Syndromes and Eponyms
V. C. V.
A reader has recently questioned dropping the possessive when referring to conditions described by individuals, that is, Down syndrome vs Down's syndrome. He notes that this practice has made him uncomfortable. Since my mentor regarding this matter was Dr Vaughan, I referred the question on to him and his informative comment follows.
"This raises a point of style about which many physicians have strong feelings, which are rooted in the comfort we have in ways in which we first, as medical students, learned about syndromes and eponyms. Medicine has always been inconsistent in this style: we never gave two people possession of a syndrome (Niemann-Pick disease, Smith-Lemli-Opitz syndrome); nor have we always given possessive credit to other innovations (McBurney incision, Trendelenburg position, Charcot joint); nor, in fact, do all syndromes or conditions belong to the person who first described themsome belong to the patient (Christmas disease, Hartnup syndrome).
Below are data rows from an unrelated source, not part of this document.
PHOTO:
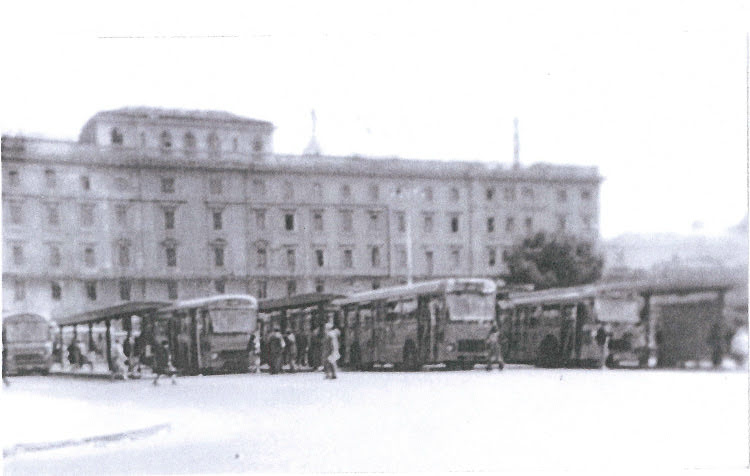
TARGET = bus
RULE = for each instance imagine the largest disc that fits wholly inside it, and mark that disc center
(559, 327)
(27, 341)
(206, 335)
(437, 322)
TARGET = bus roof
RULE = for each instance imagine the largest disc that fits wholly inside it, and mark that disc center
(111, 312)
(234, 299)
(298, 301)
(485, 286)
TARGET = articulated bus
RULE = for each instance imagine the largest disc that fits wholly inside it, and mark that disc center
(206, 335)
(27, 340)
(558, 327)
(437, 322)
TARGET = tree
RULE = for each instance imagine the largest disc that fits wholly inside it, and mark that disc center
(554, 261)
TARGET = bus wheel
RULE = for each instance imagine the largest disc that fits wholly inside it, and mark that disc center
(548, 350)
(410, 356)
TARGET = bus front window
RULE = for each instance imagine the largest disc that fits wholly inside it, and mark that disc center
(471, 306)
(227, 321)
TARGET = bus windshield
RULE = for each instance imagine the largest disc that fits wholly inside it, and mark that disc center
(27, 332)
(471, 306)
(227, 321)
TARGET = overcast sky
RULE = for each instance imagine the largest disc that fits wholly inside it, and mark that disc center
(653, 93)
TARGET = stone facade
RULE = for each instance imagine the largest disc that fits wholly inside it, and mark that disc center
(159, 204)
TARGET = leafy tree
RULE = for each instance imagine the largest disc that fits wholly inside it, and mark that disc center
(549, 261)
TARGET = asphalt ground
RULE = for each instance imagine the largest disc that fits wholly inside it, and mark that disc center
(520, 418)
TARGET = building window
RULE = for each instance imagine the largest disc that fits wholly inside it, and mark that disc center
(288, 191)
(427, 224)
(115, 136)
(348, 259)
(317, 191)
(89, 256)
(172, 290)
(374, 192)
(220, 285)
(218, 256)
(218, 222)
(169, 219)
(260, 219)
(56, 291)
(171, 252)
(50, 178)
(289, 221)
(18, 255)
(165, 140)
(19, 290)
(55, 258)
(259, 186)
(261, 258)
(13, 178)
(374, 221)
(123, 254)
(375, 256)
(346, 192)
(188, 141)
(91, 290)
(318, 221)
(16, 213)
(215, 186)
(291, 259)
(347, 220)
(455, 258)
(87, 215)
(121, 215)
(124, 290)
(262, 289)
(167, 185)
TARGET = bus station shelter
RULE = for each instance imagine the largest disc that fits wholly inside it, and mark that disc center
(107, 315)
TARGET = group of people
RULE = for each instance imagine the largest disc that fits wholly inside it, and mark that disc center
(296, 350)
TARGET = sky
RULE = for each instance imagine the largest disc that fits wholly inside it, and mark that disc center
(652, 93)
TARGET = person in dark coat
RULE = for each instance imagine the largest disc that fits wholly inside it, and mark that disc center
(290, 350)
(275, 351)
(163, 363)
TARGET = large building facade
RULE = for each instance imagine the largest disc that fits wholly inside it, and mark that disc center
(162, 204)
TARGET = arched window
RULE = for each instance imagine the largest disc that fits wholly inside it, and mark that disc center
(189, 141)
(166, 140)
(115, 136)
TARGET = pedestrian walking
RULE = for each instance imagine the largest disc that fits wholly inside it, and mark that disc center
(290, 350)
(163, 363)
(494, 352)
(275, 350)
(253, 353)
(331, 350)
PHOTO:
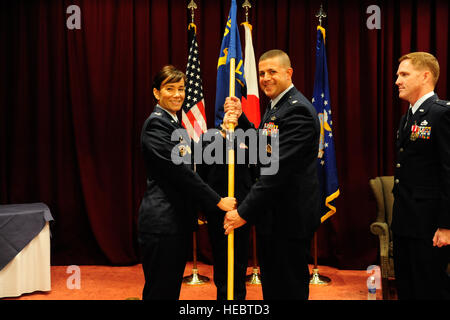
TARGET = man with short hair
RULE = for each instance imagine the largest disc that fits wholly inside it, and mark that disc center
(421, 212)
(284, 205)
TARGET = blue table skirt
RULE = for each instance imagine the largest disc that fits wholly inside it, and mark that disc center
(19, 224)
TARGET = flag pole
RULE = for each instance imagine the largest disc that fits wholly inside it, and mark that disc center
(194, 278)
(316, 278)
(230, 129)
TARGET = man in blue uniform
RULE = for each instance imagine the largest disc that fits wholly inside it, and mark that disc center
(283, 204)
(421, 190)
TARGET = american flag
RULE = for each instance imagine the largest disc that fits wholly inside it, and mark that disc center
(193, 110)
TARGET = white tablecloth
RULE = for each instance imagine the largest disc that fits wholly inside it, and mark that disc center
(29, 271)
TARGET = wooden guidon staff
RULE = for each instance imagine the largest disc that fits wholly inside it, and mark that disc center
(230, 129)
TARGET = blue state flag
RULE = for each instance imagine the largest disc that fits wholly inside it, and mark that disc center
(327, 171)
(230, 48)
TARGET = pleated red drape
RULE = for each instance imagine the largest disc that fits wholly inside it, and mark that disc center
(72, 103)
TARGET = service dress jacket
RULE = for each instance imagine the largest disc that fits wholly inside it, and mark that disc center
(287, 202)
(422, 172)
(169, 205)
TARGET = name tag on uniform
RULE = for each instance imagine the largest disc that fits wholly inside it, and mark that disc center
(270, 129)
(420, 132)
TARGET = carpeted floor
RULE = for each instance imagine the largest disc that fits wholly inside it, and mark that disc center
(121, 283)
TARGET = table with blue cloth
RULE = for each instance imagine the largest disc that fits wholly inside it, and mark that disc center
(24, 248)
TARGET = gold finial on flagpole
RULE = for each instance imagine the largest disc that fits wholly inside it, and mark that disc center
(321, 14)
(192, 6)
(246, 5)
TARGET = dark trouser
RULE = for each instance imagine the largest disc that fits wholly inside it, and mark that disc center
(163, 261)
(284, 267)
(420, 269)
(219, 244)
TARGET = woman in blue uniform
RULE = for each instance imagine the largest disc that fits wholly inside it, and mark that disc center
(167, 215)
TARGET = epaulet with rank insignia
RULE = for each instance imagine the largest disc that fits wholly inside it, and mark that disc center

In light of these inconsistences, the style manual of the American Medical Association (Stylebook) in its 1976 revision (6th edition) recommended (page 26) that eponyms no longer be given the possive form. It takes an emotional wrench to make the change, and a little time to get used to it (Wilms tumor, Hodgkin disease), but after a while it flows remarkably easily and comfortably, conserves apostrophes, esses, paper, and space, and often comes to seem eminently reasonable (Vaughan contention). I would be pleased to see the style adopted universally.(V.C.V.